Born of the massive Dodd-Frank Wall Street Reform Act, signed into law a year ago, the Consumer Financial Protection Bureau (CFPB) officially opened last week, it’s plate full and future clouded by attempts to dilute the agency’s power.
Without a director or full staff, the agency created to protect consumers when they sign up for a mortgage, credit card or other financial product, has already laid a strong foundation, a foundation a gang of bankers and Republicans are anxious to undercut.
Dissident Republicans already won the first battle, politically strong-arming the White House into choosing CFPB’s creator and champion, Elizabeth Warren, not as it’s director, but as a temporary, interim director, Special Advisor to the Secretary of the Treasury on the CFPB.
With a record of being one of the nation’s toughest consumer advocates, Warren would have been the best and bravest choice. Unfortunately, President Obama bowed to pressure and nominated Former Ohio attorney general Richard Cordray to run the agency and appease Republicans who threatened to block Warren’s nomination and shackle CFPB’s progress.
With the CFPB up and running, its Consumer Response Center is accepting credit card complaints on its website, ConsumerFinance.gov. Struggling homeowners can also get referrals to housing counselors via the Homeowners HOPE Hotline.
The nation’s first 21st-century consumer protection agency, the CFPB is the first new government agency embedded in social networking, using Facebook, Twitter stream, Flickr and YouTube to get the word in and out.
Over the coming months, the agency will expand its Consumer Response Center to handle complaints about other consumer financial products and services under its jurisdiction. The agency is also contacting large banks to put them on notice to follow the rule of consumer law, to let them know how the agency will supervise them and how it will enforce federal consumer financial laws.
“Above all, this means ensuring that consumers get the information they need to make the financial decisions they believe are best for themselves and their families — that prices are clear up front, that risks are visible, and that nothing is buried in fine print. In a market that works, consumers should be able to make direct comparisons among products and no provider should be able to build, or feel pressure to build, a business model around unfair, deceptive, or abusive practices,” wrote Warren on the bureau’s blog.
The CFPB’s role is three fold:
• Educate consumers to give them a first line of defense against abusive practices.
• Enforce federal consumer financial laws and supervise banks, credit unions, and other financial companies.
• Examine gathered and analyzed data to better understand consumers, financial services and consumer financial markets.
CFPB reveals some of the agency’s initial efforts in “Building the CFPB: A Progress Report.”

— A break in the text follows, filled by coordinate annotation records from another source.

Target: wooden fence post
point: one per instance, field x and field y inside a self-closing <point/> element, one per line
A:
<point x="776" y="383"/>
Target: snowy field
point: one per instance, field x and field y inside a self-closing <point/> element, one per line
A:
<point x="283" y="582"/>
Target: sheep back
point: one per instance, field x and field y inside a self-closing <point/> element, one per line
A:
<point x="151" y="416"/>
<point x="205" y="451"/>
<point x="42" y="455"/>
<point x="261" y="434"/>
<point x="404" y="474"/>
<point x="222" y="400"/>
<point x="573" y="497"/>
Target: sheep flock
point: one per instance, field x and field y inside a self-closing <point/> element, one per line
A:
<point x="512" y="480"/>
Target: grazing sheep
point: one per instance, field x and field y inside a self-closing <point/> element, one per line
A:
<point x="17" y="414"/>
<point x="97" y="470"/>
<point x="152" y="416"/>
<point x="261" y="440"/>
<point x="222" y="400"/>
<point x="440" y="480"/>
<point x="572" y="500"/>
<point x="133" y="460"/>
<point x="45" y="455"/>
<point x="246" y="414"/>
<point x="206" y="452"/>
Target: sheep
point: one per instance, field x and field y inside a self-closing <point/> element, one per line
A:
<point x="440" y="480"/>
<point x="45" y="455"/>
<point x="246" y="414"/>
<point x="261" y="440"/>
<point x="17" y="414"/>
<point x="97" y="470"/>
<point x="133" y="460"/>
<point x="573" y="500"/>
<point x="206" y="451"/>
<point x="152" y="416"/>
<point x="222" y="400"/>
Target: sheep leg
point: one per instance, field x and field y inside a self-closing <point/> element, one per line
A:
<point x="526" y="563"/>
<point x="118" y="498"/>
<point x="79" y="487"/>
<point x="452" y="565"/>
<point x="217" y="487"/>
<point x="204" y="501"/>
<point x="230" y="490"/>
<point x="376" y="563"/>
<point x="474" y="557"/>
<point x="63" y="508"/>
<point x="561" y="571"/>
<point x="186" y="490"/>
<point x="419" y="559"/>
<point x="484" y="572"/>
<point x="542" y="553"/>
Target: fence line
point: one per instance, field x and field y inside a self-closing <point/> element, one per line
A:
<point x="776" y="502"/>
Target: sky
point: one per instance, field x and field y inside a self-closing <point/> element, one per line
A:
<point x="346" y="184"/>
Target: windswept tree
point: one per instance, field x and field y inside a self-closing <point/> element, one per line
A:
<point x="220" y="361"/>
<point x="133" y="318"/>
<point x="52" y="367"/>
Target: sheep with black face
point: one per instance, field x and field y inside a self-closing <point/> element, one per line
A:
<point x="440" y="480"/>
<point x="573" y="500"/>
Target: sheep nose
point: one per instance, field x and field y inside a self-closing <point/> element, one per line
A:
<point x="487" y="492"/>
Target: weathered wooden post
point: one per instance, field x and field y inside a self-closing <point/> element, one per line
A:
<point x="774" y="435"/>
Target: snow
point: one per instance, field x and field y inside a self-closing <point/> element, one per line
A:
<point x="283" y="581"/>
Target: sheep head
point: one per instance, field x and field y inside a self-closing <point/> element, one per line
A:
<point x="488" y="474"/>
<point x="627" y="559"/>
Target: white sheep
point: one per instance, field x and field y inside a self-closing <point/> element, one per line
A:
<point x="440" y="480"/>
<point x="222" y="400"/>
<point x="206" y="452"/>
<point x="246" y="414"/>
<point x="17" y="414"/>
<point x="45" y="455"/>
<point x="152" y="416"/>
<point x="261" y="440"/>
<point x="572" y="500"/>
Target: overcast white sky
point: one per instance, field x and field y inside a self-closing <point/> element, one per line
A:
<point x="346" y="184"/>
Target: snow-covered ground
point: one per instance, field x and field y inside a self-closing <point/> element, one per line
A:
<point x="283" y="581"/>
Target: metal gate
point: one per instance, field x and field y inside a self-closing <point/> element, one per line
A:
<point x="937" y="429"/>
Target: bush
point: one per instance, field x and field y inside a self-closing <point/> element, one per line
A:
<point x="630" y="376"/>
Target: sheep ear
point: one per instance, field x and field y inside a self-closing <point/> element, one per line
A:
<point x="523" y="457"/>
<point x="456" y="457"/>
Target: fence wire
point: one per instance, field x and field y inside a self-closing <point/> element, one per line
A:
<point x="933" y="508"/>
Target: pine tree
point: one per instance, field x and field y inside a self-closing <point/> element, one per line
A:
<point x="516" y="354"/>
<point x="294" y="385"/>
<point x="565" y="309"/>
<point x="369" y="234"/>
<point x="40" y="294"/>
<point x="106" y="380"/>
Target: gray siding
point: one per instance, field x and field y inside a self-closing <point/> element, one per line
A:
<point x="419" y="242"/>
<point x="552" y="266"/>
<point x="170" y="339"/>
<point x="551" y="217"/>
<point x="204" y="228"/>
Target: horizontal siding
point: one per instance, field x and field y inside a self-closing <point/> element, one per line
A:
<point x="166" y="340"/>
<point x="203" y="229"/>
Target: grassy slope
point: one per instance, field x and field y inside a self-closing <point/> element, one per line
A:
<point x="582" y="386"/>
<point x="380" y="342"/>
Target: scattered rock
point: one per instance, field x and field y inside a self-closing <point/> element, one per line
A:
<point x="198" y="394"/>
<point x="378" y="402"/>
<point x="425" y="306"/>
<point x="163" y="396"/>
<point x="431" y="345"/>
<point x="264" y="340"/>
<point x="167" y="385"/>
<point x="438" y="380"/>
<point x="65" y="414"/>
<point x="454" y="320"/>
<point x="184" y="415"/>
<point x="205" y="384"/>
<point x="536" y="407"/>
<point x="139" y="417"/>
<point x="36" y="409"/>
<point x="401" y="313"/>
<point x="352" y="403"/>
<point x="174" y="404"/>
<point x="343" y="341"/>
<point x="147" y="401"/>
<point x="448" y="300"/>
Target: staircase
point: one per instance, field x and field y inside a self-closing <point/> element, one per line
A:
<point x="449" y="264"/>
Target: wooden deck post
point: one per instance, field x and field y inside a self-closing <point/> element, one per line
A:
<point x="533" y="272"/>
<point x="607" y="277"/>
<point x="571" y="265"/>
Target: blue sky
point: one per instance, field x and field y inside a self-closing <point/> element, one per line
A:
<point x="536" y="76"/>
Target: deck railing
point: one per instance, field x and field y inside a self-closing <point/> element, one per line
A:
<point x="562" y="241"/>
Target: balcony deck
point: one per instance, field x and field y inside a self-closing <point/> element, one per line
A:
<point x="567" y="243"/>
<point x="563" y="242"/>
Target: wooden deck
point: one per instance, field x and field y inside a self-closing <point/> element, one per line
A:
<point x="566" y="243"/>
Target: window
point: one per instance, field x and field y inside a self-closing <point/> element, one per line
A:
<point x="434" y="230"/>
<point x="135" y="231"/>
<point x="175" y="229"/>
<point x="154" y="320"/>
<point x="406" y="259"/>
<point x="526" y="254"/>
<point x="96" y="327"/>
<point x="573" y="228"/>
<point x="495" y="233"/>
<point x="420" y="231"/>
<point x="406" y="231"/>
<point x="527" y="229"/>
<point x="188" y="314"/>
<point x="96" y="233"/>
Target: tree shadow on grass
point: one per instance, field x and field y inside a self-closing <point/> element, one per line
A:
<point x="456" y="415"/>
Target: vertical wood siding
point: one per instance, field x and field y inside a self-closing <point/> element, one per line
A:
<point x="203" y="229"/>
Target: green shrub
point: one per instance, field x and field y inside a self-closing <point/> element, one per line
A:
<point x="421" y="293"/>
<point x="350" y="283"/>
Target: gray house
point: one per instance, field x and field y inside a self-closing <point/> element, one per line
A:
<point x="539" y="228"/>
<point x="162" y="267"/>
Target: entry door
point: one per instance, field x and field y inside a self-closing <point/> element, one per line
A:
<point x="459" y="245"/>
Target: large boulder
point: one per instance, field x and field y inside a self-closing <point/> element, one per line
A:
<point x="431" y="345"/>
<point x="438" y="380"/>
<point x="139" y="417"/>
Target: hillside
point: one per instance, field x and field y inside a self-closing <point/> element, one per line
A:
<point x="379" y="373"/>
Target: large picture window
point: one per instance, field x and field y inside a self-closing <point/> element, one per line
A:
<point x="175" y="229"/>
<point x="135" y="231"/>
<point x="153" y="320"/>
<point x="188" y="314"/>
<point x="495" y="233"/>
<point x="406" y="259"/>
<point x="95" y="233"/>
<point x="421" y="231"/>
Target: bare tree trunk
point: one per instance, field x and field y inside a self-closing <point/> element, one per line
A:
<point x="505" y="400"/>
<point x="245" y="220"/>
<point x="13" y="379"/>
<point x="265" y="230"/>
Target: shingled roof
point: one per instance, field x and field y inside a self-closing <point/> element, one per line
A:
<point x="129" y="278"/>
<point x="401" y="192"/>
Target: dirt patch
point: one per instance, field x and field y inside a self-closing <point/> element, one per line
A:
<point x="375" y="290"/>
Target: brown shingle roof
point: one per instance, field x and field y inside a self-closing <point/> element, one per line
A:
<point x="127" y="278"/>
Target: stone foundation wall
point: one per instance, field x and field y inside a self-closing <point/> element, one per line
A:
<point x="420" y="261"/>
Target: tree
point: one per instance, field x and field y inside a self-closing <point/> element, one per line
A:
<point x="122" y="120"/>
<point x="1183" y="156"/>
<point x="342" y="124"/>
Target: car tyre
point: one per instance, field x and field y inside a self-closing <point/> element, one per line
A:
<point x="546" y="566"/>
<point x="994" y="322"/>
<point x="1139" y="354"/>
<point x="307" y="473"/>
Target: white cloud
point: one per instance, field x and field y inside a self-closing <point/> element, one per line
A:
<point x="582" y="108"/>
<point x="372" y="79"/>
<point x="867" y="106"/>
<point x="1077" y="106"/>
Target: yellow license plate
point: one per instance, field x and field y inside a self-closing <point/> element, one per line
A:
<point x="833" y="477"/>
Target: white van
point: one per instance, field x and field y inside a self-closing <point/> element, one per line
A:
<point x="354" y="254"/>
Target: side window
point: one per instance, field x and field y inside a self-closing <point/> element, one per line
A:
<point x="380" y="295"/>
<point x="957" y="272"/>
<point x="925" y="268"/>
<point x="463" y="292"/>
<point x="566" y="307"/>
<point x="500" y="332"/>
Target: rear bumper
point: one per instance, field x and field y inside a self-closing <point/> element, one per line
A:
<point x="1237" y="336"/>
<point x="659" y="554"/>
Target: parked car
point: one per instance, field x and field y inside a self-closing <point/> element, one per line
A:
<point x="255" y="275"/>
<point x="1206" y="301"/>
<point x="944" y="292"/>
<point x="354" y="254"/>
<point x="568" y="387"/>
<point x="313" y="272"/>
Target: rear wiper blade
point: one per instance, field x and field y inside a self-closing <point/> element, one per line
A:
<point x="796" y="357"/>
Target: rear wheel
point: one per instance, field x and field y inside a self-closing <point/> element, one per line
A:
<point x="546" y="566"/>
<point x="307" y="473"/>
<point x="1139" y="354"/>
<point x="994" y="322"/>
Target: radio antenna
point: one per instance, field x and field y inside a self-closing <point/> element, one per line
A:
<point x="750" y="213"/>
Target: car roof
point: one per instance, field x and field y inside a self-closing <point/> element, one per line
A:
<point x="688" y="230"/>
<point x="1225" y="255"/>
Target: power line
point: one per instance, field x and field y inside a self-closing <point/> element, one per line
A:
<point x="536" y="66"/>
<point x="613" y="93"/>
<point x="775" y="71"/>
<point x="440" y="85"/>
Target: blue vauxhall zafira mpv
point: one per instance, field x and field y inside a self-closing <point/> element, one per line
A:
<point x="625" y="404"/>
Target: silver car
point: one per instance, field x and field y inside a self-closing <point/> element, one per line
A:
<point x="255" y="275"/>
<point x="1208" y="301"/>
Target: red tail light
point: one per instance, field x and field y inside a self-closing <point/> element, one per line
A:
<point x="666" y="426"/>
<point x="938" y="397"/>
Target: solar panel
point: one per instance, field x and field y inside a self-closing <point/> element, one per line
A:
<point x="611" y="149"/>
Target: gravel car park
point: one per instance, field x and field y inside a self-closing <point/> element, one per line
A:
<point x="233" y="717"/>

• The “Know Before You Owe Project” is a process for combining the complex and duplicative Truth in Lending Act and Good Faith Estimate mortgage disclosure forms into a single, useable form.
• CFPB has issued two new studies, the first study examines the variations between the credit scores creditors use and the scores sold to consumers by credit reporting agencies. The second report focuses on how a consumers remittance history could be used to enhance his or her credit score.
Much more is in store, including:
• Rules to implement the Privacy Act and the Freedom of Information Act, in order to establish a process for anyone who wants testimony or records from the CFPB for use in litigation. Also included are confidentiality rules, describing how the CFPB will treat information it obtains.
• Rules similar to those issued by the Federal Trade Commission and Securities and Exchange Commission that outline how CFPB will conduct investigations of federal consumer financial law violations.
• Rules stating procedures state officials should use to notify the CFPB of state actions or enforcement proceedings.